Walter pointed out his company efficiently runs buses and through savings of volume purchases is able to save money on numerous items such as the purchase of new buses. Walter said the county has an option to lease its buses to his company or even sell them at fair market value.
Otherwise, Walter said his company can save an average of $10,000 per purchase of new buses because it buys about 2,000 buses a year for its nationwide operation. In Tennessee, Durham does busing for schools in Memphis and Chattanooga. Walter also said his company is dedicated to the community and plans on purchasing items such as tires locally.
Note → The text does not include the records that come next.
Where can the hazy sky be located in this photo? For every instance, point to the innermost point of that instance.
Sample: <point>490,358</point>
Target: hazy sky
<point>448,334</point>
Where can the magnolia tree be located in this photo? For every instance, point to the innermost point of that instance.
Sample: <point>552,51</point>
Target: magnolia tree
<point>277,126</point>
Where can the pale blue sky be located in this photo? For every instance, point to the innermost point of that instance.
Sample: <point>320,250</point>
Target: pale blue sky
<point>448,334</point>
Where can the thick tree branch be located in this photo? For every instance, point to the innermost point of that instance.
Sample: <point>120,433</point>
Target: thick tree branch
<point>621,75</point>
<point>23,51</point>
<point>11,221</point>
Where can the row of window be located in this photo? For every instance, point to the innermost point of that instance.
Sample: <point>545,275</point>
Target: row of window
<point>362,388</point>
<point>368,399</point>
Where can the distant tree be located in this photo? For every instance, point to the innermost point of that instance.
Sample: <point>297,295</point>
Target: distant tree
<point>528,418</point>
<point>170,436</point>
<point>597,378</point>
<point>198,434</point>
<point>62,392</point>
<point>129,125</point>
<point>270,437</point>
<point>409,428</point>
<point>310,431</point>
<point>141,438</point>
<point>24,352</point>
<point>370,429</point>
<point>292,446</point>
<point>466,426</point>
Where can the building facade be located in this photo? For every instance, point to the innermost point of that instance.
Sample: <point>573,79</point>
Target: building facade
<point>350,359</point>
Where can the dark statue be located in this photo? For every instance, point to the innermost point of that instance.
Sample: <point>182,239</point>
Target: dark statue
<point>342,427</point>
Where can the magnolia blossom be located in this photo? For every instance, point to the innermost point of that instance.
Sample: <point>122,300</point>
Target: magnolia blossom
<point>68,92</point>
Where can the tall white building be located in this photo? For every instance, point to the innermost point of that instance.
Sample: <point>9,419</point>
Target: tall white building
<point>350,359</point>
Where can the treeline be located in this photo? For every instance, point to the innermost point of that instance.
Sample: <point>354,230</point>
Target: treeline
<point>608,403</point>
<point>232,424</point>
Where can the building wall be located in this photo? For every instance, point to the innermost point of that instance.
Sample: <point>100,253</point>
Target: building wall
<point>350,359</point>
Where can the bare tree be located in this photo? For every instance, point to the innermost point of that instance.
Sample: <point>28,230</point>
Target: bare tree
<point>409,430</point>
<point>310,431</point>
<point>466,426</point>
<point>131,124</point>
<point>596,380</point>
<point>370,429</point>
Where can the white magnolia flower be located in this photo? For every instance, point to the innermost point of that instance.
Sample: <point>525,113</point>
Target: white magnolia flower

Commissioners expressed concerns the bus company might change routes and not stop at each residence as is policy now. However, Walter said his company follows each county’s rules on pick-ups so if it is policy to stop at each house, then the buses will stop at each student’s house. Walter pointed out the company uses GPS systems to map out the most efficient routes of running its buses, thereby saving fuel costs.
School Board member Bill Zechman said the whole idea of privatizing the bus department is to cut costs given lean economic times.
“We are thinking outside the box trying to reduce costs,” said Zechman, noting the potential savings are too much to pass up. “We owe it to the taxpayers and the students since this money could be spent elsewhere. I can see three teaching positions that could open.”
Walter said his company could wait until the end of May and still begin service next school year but noted it would be the sooner the better given the need to install GPS systems into the county’s fleet of buses.
School bus drivers on hand were unsettled about the plan, questioning the truthfulness of Walter’s statements.